Part of the "The Return of the EDFH" series (link)

The EDFH is defeated once again

In the first post in this series, we came up with some properties that could be used to test a run-length encoding implementation:

  • The output must contain all the characters from the input, in the same order
  • Two adjacent characters in the output cannot be the same
  • The sum of the run lengths in the output must equal the total length of the input
  • If the input is reversed, the output must also be reversed

In the previous post, we tested various RLE implementations created by the Enterprise Developer From Hell and were happy that they all failed.

But are these four properties enough to correctly check a RLE implementation? Can the EDFH create a implementation that would satisfy these properties and yet be wrong?

The answer is yes! The EDFH can take the output of a correct implementation and then add some extra characters to the beginning and end of the list to corrupt the answer.
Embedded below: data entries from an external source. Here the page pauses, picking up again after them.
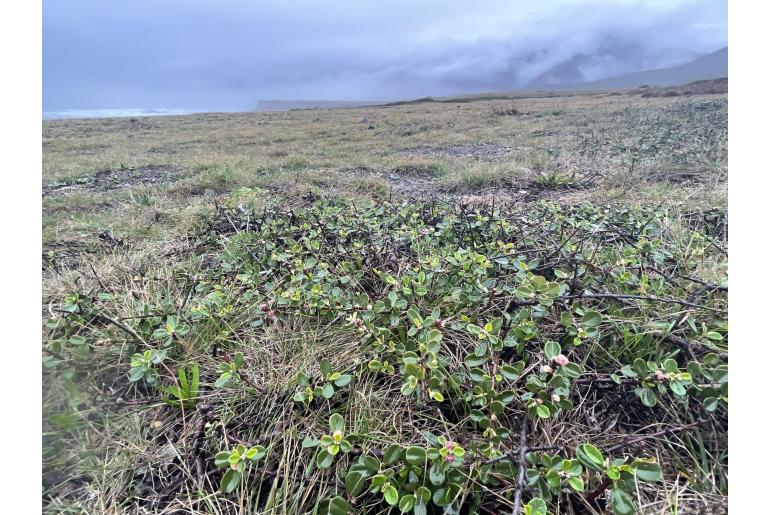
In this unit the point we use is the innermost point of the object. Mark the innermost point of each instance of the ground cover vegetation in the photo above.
(470, 307)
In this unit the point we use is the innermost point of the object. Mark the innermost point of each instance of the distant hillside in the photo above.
(709, 66)
(699, 87)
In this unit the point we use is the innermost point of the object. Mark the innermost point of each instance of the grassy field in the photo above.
(458, 306)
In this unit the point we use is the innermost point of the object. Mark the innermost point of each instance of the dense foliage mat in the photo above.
(358, 358)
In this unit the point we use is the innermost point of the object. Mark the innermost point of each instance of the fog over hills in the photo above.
(568, 75)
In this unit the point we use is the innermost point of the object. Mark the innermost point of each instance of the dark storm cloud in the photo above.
(229, 54)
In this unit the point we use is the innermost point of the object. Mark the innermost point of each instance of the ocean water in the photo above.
(112, 113)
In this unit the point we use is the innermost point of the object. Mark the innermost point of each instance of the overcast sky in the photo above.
(228, 54)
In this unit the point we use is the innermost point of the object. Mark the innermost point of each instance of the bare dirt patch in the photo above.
(488, 151)
(113, 179)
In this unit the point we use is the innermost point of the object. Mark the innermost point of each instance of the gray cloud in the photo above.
(229, 54)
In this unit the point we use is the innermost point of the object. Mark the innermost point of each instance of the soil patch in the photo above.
(114, 179)
(489, 151)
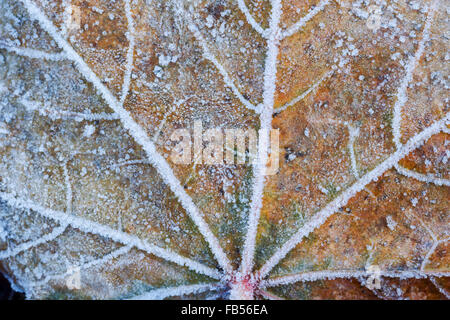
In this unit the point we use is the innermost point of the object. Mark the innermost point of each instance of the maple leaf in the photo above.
(92, 206)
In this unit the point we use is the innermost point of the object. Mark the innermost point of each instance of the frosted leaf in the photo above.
(92, 206)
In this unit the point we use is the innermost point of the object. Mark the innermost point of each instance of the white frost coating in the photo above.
(428, 178)
(34, 54)
(348, 274)
(306, 93)
(106, 258)
(159, 294)
(259, 167)
(107, 232)
(69, 194)
(30, 244)
(250, 19)
(353, 133)
(209, 56)
(54, 114)
(128, 163)
(340, 201)
(130, 52)
(439, 287)
(138, 133)
(430, 252)
(402, 97)
(298, 25)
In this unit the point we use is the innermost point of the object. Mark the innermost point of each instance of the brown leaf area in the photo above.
(91, 92)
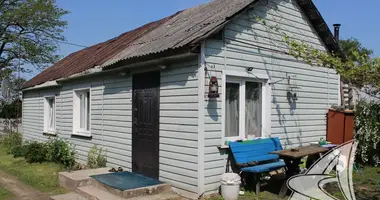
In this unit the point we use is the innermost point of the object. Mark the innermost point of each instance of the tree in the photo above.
(29, 32)
(352, 46)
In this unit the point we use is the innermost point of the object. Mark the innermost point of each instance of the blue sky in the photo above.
(94, 21)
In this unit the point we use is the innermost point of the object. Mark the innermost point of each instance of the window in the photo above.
(244, 102)
(49, 115)
(82, 109)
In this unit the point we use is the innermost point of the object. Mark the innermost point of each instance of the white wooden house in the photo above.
(144, 95)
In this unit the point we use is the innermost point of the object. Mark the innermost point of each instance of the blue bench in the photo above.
(252, 156)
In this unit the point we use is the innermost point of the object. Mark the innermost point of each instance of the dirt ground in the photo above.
(19, 189)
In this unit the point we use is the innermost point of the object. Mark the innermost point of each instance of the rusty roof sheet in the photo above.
(172, 32)
(183, 28)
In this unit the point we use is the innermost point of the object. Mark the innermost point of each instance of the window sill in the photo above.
(82, 133)
(52, 133)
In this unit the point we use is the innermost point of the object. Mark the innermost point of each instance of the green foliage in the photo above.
(42, 176)
(96, 158)
(352, 47)
(35, 152)
(60, 151)
(19, 151)
(11, 140)
(356, 66)
(367, 125)
(11, 110)
(54, 150)
(29, 32)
Exactly what things to add are constrained by the properties above:

  • The “two adjacent characters” property means that the new prefix has to be different from the first character.
  • But the “all the characters in the same order” property means that the EDFH can’t just add a different character because that would break the “in same order”. The workaround is that the EDFH adds a duplicate of the first two characters!
  • The “sum of the run lengths” property means that the run-lengths for the new prefix must steal a count from subsequent runs. If we didn’t steal a count, and used 0 as a run-length for these new elements, then that would actually be an acceptable RLE – not corrupt at all!
  • And finally, the “reversed” property means the both the front and the rear of the list must be modified in the same way. To avoid corrupting the same elements twice, we require the list to have at least four elements.

Putting all those requirements together, we can come up with this implementation, where rle_recursive is the correct RLE implementation from the previous post.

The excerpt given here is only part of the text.